They really believe is this, as did Reagan with his "Shining City America".
These are all long term goals, and we have all lauded them in the past for this vision.
Why is it that now it is some ulterior motive.
I'll tell you why......because someone really wants to destroy these visionary ideas by labeling them in the negative.
It is really surprising to me that so many have bought into it and are now visibly and actively participating with some very strange bedfellows to undermine what the Republican Party has stood for. A vision that has been our motto for a generation.
Sorry, but Bush is doing the undermining here - unless you think counting on near-total Dem support to pass his immigration agenda is somehow representative of what the Republican Party stands for.
President Reagan believed any immigration "solution" had to put the rule of law first-- it simply didn't work out that way. Any attempt to deal with the problem that does not is not establishing a long term path to establishing a shining city on hill; just the opposite.
I at NO time accused Mary Cheney, George P. Bush, George W. Bush or anyone else of having "ulterior motives" if by that you mean some sort of dishonesty. Mary Cheney is a very admirable individual who has put the nations's security ahead of an issue very near and dear to her heart, and in my opinion all of us, including President Bush, should follow her noble example... Because no matter you stand on the Borders issue, it is not as important as the issue of the WOT. Many take this to mean border control advocates must not throw overboard this great president, and I agree... But it also goes the other way-- he must not throw over the base because his presidency is too important in the WOT to so much as weaken it just so we can get a guest worker's program, even assuming for the purpose of discussion such a program would be a boon to the nation on its own terms.

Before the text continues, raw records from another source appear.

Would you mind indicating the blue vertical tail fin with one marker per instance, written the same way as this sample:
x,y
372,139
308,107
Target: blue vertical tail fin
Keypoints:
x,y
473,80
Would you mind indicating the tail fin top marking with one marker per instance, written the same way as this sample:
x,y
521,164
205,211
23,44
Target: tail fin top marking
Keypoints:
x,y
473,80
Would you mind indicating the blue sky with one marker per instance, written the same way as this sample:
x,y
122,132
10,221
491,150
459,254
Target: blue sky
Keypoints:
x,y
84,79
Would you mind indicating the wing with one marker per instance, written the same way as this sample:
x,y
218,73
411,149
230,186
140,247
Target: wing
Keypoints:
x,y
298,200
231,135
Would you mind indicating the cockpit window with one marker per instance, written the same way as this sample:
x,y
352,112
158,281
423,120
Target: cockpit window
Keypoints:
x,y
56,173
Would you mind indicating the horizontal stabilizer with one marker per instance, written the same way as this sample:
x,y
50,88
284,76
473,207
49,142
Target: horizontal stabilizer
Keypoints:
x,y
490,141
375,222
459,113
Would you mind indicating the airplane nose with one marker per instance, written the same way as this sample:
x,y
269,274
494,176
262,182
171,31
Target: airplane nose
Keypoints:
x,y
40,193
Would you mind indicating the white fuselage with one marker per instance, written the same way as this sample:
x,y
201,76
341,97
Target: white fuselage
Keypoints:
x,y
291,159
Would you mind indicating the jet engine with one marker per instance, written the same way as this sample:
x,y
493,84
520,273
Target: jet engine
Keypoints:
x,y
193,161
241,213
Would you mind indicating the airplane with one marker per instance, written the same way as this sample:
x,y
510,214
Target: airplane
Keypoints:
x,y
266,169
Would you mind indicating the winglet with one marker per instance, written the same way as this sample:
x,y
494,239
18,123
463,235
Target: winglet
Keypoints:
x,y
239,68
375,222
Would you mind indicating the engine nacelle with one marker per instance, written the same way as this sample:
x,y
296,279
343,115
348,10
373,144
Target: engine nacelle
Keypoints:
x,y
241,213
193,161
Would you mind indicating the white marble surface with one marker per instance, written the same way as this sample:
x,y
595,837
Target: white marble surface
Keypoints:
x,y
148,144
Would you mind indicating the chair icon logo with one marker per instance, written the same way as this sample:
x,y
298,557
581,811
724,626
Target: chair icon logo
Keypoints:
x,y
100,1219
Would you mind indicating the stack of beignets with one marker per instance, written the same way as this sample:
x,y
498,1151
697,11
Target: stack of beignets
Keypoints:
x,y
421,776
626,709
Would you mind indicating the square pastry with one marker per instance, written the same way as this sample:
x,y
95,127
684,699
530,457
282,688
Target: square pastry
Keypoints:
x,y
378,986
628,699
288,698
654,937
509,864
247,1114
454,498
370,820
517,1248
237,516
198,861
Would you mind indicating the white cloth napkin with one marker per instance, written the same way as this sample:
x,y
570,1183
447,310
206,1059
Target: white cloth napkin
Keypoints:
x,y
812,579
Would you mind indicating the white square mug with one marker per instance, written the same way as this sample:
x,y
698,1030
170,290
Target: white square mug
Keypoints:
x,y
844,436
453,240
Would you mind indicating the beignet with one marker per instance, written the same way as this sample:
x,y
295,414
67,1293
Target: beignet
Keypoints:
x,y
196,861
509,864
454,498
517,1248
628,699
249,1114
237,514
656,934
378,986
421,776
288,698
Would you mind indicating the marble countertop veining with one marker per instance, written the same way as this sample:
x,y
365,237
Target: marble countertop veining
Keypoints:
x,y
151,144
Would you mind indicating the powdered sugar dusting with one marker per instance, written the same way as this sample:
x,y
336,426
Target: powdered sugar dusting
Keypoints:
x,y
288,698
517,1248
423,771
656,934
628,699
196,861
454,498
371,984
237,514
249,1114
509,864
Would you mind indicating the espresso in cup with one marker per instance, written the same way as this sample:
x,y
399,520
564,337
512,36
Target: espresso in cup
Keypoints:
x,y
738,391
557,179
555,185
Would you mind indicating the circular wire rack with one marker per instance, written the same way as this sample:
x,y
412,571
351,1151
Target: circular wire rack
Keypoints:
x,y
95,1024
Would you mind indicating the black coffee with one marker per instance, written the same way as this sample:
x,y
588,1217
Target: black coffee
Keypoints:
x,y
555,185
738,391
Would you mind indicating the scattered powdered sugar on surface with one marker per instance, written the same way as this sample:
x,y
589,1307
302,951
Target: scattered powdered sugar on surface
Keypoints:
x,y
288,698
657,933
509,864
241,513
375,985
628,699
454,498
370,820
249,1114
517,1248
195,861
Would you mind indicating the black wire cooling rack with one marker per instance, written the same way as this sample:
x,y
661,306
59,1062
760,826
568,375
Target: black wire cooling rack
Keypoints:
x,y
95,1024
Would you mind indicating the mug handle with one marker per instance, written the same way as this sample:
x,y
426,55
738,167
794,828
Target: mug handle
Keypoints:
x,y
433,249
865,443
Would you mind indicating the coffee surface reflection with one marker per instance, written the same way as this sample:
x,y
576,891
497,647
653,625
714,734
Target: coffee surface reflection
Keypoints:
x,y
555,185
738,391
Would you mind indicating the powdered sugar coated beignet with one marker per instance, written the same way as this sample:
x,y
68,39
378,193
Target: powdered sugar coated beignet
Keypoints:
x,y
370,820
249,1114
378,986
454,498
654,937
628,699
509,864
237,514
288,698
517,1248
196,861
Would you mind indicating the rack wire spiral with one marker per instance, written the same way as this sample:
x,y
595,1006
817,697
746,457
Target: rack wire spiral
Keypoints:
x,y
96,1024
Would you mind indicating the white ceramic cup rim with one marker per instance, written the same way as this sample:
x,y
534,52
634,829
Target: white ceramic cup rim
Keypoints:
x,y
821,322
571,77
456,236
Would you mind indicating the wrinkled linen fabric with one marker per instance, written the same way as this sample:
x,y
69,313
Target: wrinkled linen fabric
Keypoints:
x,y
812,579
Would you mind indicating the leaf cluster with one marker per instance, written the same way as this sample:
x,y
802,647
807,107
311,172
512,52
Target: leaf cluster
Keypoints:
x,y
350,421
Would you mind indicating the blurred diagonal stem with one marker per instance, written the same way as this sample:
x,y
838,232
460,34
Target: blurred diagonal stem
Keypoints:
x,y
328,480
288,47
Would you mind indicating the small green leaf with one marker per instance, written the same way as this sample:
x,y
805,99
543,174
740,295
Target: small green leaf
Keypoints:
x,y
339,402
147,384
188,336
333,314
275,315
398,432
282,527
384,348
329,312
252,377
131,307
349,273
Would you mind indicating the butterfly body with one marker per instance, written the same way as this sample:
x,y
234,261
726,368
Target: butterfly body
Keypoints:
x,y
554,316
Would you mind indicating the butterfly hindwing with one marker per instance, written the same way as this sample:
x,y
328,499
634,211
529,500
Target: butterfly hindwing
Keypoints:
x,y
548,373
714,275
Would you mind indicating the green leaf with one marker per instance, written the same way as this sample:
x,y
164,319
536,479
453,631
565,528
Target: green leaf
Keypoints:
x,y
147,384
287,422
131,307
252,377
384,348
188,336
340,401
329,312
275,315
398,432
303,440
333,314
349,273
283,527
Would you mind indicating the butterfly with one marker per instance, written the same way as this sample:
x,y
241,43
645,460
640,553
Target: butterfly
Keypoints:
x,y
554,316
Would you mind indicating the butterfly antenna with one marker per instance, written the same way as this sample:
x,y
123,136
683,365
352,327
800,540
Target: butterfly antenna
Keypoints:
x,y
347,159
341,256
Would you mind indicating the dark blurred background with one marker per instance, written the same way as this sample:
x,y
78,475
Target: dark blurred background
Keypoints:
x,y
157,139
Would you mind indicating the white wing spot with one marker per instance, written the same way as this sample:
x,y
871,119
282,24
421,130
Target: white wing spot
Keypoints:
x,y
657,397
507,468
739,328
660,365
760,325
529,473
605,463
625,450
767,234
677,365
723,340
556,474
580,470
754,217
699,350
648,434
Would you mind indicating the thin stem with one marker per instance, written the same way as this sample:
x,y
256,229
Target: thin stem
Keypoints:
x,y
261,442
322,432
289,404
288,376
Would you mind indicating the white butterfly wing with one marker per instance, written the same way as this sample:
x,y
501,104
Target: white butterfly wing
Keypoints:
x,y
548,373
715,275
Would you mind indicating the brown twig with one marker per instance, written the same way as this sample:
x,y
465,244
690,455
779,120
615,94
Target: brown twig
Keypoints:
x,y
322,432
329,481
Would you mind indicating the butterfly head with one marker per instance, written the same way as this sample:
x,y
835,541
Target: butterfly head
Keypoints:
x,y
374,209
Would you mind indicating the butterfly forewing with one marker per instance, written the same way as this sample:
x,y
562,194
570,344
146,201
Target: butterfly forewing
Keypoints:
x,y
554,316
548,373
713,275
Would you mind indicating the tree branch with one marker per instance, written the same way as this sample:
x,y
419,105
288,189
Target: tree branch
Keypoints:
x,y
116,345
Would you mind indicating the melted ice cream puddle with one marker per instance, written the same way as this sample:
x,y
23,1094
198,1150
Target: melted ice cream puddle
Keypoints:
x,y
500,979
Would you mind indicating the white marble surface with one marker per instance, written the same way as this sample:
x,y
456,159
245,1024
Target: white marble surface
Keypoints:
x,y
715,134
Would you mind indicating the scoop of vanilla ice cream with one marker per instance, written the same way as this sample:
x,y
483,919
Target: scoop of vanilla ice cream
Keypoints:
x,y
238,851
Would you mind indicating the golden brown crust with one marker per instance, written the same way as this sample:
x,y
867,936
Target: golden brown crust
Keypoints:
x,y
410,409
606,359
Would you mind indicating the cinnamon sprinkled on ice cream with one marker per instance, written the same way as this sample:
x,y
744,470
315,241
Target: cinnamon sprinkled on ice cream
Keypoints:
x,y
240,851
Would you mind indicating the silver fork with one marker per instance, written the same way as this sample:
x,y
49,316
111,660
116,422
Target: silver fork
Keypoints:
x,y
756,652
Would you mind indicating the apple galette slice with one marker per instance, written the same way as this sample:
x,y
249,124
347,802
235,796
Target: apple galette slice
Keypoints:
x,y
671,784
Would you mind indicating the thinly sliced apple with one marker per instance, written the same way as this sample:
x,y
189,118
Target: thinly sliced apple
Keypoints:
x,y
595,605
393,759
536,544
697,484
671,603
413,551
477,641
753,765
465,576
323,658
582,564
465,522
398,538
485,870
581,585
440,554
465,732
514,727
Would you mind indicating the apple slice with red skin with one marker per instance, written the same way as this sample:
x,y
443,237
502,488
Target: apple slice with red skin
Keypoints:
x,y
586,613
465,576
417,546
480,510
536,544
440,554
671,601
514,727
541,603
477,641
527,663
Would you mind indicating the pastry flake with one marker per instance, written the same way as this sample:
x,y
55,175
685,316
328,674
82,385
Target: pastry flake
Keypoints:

That does not mean that need agree with her or Vice President Cheney, who I also admire very much, on every issue. Many conservatives have trouble understanding President Bush's refusal to compromise on this issue as he did on others such as the Education bill. I was simply speculating as to why he might feel so strongly about it that he (apparently)refuses to negotiate with the House members of his own party.
Just a few other thoughts.
I'm all for welcoming legal immigrants. I'm against guest worker programs in principle, although I think prima facie we should be against them, because they could risk creating a permanently non-upwardly mobile worker class.
I believe George W. Bush to deserve a place on Mt. Rushmore more than Teddy Roosevelt does. But President Roosevelt made a great point about ideals Republican Party you're talking about when he said that there was no room for the "hyphenated American."
The only way to keep America open to immigrants of all nationalities, races and cultures is to ensure there's an America for them to come to. That at least means losing the Spanish-only public school classes, controlling the border, elimninating double-citizenship. Those sorts of measures are not anti-immigrant by any means--- they are in the tradition of "the shining city on the hill".